Pygraphy can be used as a GraphQL schema declaration and query executor library, same with graphql-core. Call the execute method of a custom Schema and get the query response.

import asyncio
import pygraphy
from typing import Optional


class Patron(pygraphy.Object):
    id: str
    name: str
    age: int


class Query(pygraphy.Query):

    @pygraphy.field
    def patron(self) -> Patron:
        return Patron(id='1', name='Gwo', age=25)

    @pygraphy.field
    def exception(self, content: str) -> str:
        raise RuntimeError(content)


class Schema(pygraphy.Schema):
    query: Optional[Query]


query = """
    query something {
      patron {
        id
        name
        age
      }
    }
"""

loop = asyncio.get_event_loop()
result = loop.run_until_complete(Schema.execute(query))
assert result == {
    'errors': None,
    'data': {'patron': {'id': '1', 'name': 'Gwo', 'age': 25}}
}

the Schema.execute method is defined like below:

async def execute(
    cls,
    query: str,
    variables: Optional[Dict[str, Any]] = None,
    request: Optional[Any] = None,
    serialize: bool = False
)

Parameters:

  • query: GraphQL query string.
  • variables: A dict of query variables, pass it if there are some variables in query string.
  • request: the request instance, it could be got from query context in resolver fields.
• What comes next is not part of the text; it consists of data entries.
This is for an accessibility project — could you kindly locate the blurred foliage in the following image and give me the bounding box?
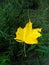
[0,0,49,65]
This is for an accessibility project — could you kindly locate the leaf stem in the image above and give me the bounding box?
[24,43,26,57]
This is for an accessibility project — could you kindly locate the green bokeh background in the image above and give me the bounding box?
[0,0,49,65]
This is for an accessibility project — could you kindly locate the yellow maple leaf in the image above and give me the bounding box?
[14,20,42,44]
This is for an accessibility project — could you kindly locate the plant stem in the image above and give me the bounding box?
[24,43,26,57]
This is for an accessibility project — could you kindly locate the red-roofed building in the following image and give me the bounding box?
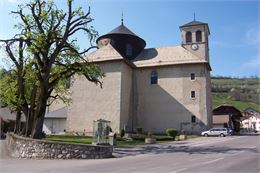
[241,115,260,132]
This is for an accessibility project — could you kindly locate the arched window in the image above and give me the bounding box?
[186,31,192,43]
[196,30,202,42]
[191,115,196,123]
[126,44,132,58]
[151,70,158,84]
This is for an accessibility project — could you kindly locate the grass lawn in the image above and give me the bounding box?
[45,135,93,144]
[44,134,200,147]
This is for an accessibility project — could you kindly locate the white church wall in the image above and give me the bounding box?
[120,62,133,132]
[43,118,66,135]
[135,64,209,133]
[66,61,122,133]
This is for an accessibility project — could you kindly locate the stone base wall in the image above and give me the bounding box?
[6,133,113,159]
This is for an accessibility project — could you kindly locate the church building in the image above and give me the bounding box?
[66,19,212,134]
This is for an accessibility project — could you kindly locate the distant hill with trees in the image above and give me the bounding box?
[211,76,260,112]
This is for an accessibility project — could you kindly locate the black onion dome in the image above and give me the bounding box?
[107,24,138,36]
[96,23,146,60]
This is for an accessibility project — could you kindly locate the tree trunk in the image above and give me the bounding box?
[14,108,21,134]
[26,85,37,137]
[31,84,49,139]
[32,113,45,139]
[15,65,25,134]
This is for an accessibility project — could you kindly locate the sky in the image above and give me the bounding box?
[0,0,259,77]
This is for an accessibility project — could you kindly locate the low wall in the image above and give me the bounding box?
[6,133,113,159]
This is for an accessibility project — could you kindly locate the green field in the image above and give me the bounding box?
[212,93,260,112]
[211,78,259,89]
[211,77,260,112]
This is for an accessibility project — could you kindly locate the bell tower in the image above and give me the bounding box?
[179,19,210,62]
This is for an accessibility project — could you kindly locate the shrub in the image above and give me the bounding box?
[120,129,125,138]
[165,128,178,140]
[135,127,143,134]
[104,126,112,136]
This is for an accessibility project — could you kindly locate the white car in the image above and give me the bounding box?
[201,128,230,137]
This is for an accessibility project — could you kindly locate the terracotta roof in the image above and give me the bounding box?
[255,115,260,119]
[132,46,207,67]
[86,45,209,68]
[86,44,123,62]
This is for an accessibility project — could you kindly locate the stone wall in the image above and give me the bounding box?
[6,133,113,159]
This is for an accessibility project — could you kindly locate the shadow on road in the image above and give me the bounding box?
[113,136,259,158]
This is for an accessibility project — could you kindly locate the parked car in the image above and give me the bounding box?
[227,128,233,135]
[201,128,231,137]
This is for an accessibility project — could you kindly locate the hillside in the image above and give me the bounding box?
[211,77,260,112]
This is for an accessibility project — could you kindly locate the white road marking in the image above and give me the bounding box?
[170,168,187,173]
[202,158,224,165]
[246,146,257,149]
[231,150,245,156]
[190,136,244,147]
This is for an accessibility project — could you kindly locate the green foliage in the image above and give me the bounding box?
[120,129,125,138]
[104,126,112,136]
[0,0,104,138]
[0,71,18,109]
[211,77,260,111]
[212,93,260,112]
[165,128,178,140]
[135,127,143,134]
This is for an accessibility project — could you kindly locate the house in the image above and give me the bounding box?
[43,107,67,135]
[0,107,26,133]
[66,19,212,134]
[241,108,260,132]
[242,107,260,117]
[212,105,242,132]
[241,115,260,132]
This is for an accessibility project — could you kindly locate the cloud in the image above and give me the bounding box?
[7,0,19,3]
[0,0,19,7]
[243,53,260,71]
[245,27,260,45]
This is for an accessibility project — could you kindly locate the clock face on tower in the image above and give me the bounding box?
[191,43,199,50]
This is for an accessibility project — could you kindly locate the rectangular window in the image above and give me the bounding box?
[191,115,196,123]
[191,91,195,98]
[190,73,195,80]
[151,70,158,85]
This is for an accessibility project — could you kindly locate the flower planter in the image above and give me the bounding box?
[178,134,187,141]
[145,137,156,144]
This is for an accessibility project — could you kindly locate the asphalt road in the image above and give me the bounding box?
[0,134,259,173]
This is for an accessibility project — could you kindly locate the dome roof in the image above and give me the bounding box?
[107,24,138,36]
[96,23,146,48]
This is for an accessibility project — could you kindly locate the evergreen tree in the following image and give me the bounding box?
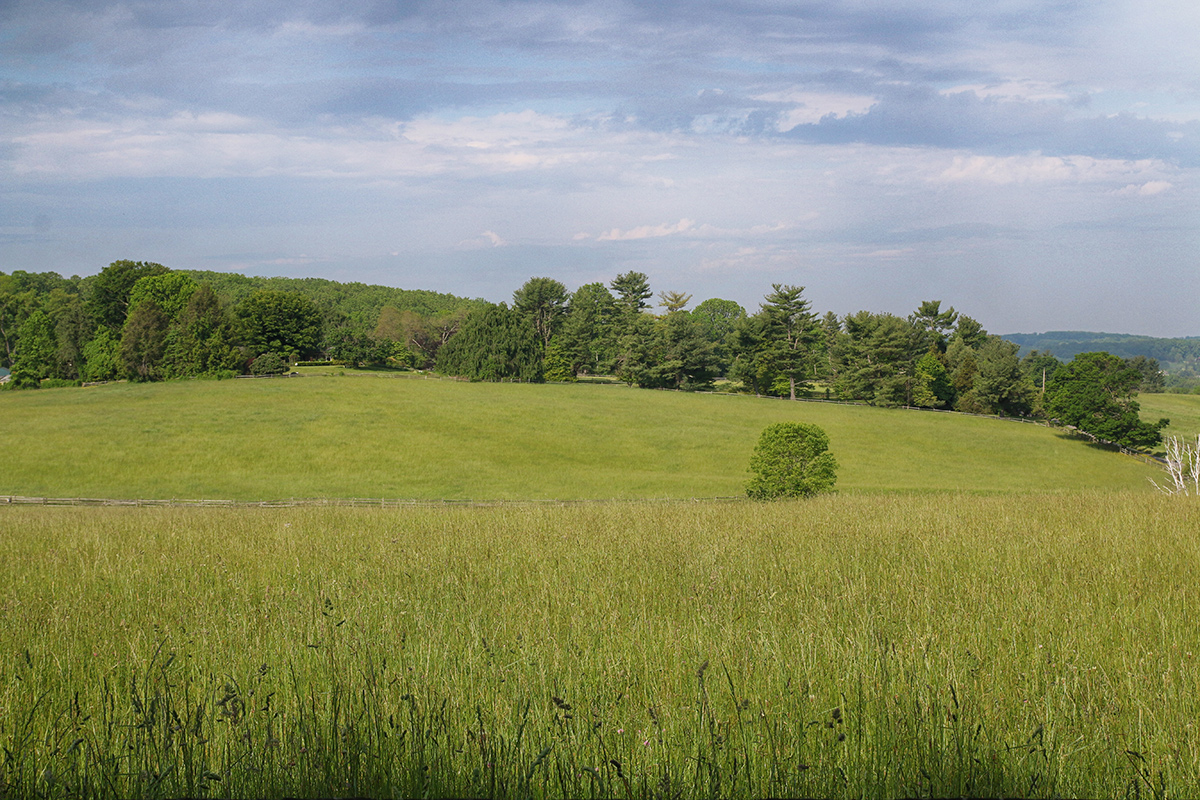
[436,304,543,382]
[760,284,818,400]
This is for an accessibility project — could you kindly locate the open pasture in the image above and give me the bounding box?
[0,374,1164,501]
[1141,392,1200,444]
[2,494,1199,798]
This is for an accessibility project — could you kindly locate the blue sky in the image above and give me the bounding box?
[2,0,1197,335]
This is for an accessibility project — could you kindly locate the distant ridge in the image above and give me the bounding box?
[1002,331,1200,366]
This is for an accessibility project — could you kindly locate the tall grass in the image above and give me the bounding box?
[2,494,1198,797]
[0,374,1164,500]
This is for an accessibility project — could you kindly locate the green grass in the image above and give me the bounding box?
[1141,392,1200,443]
[2,495,1198,798]
[0,374,1165,500]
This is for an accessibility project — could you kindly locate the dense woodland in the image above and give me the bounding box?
[0,262,1182,449]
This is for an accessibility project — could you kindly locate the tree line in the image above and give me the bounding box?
[0,261,478,385]
[1,263,1169,450]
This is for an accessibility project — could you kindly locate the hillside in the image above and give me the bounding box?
[0,372,1164,501]
[1003,330,1200,366]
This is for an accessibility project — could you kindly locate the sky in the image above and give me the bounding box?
[1,0,1198,336]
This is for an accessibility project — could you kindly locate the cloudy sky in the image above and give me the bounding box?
[2,0,1197,335]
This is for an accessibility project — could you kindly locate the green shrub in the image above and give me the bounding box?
[746,421,838,499]
[249,352,289,376]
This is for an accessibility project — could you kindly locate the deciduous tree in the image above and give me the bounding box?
[1044,351,1168,449]
[746,422,838,499]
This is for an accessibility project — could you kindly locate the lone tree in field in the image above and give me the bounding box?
[746,422,838,499]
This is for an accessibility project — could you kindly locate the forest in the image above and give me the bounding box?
[0,262,1175,450]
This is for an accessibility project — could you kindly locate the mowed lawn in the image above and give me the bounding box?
[0,372,1165,501]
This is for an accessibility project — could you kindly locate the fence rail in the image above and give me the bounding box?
[0,495,744,509]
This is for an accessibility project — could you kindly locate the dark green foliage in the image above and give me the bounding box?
[962,336,1033,416]
[912,351,953,408]
[250,352,289,375]
[760,284,819,400]
[237,290,323,359]
[512,277,569,347]
[53,296,92,380]
[81,328,121,382]
[120,301,171,381]
[11,310,58,384]
[836,311,914,406]
[1125,355,1165,393]
[127,272,199,321]
[610,271,653,314]
[435,303,543,382]
[1004,330,1200,367]
[87,260,170,331]
[746,422,838,499]
[558,282,618,376]
[161,284,243,378]
[1044,351,1168,449]
[690,298,746,376]
[614,311,717,390]
[177,270,479,329]
[728,313,775,396]
[909,299,958,353]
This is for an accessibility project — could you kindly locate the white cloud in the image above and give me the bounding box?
[934,154,1166,186]
[1113,180,1173,196]
[939,80,1070,102]
[753,90,878,131]
[595,218,695,241]
[4,109,623,180]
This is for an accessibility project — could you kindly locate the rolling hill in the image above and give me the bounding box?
[0,371,1168,501]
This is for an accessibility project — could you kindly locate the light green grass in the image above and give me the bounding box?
[0,374,1163,500]
[1,495,1198,798]
[1141,392,1200,443]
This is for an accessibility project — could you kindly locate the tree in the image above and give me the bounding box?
[557,283,618,376]
[237,289,323,360]
[435,303,543,382]
[1125,355,1165,393]
[1150,435,1200,495]
[690,298,746,376]
[161,283,242,377]
[53,296,92,380]
[746,422,838,499]
[87,260,170,331]
[81,327,121,382]
[760,284,818,400]
[120,300,170,380]
[912,351,953,408]
[512,277,569,348]
[11,310,58,385]
[964,336,1033,416]
[836,311,914,406]
[610,271,653,314]
[728,313,776,396]
[658,290,692,314]
[1044,351,1168,450]
[909,300,958,355]
[127,272,199,321]
[1020,349,1062,406]
[250,352,288,375]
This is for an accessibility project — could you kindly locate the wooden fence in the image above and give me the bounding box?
[0,495,743,509]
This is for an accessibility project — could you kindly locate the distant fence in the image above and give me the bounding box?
[0,495,745,509]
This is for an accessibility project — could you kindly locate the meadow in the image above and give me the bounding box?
[3,377,1197,797]
[2,495,1199,799]
[0,372,1169,501]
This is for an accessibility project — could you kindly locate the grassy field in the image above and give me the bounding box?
[0,373,1166,500]
[1141,392,1200,443]
[2,495,1198,798]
It is useful if you want to get the request info in resolvers, such as HTTP headers.
  • serialize: If it is true, executor would return a JSON string which as already been dumped. Return a Python dict result as default.

Asynchronous Executor

Pygraphy fully supports asyncio, the Python native parallel model. Just define the resolver field as a coroutine function, Pygraphy would automatically executes it as a coroutine task. All resolver fields in a same Object would be executed parallel.

import asyncio
import pygraphy
from typing import Optional


global_var = False


class Query(pygraphy.Query):

    @pygraphy.field
    async def foo(self) -> bool:
        global global_var
        result = global_var
        await asyncio.sleep(0.1)
        global_var = True
        return result

    @pygraphy.field
    async def bar(self) -> bool:
        global global_var
        result = global_var
        await asyncio.sleep(0.1)
        global_var = True
        return result


class Schema(pygraphy.Schema):
    query: Optional[Query]


query = """
    query test {
        foo
        bar
    }
"""


loop = asyncio.get_event_loop()
result = loop.run_until_complete(Schema.execute(query))
# Obviously, foo and bar both return False, cause they are executed parallel.
assert result == {
    'errors': None,
    'data': {'foo': False, 'bar': False}
}

Attention: do not mix asynchronous resolvers and non-asynchronous resolvers together. the non-asynchronous resolvers would block the query process, it is a design of Python asyncio.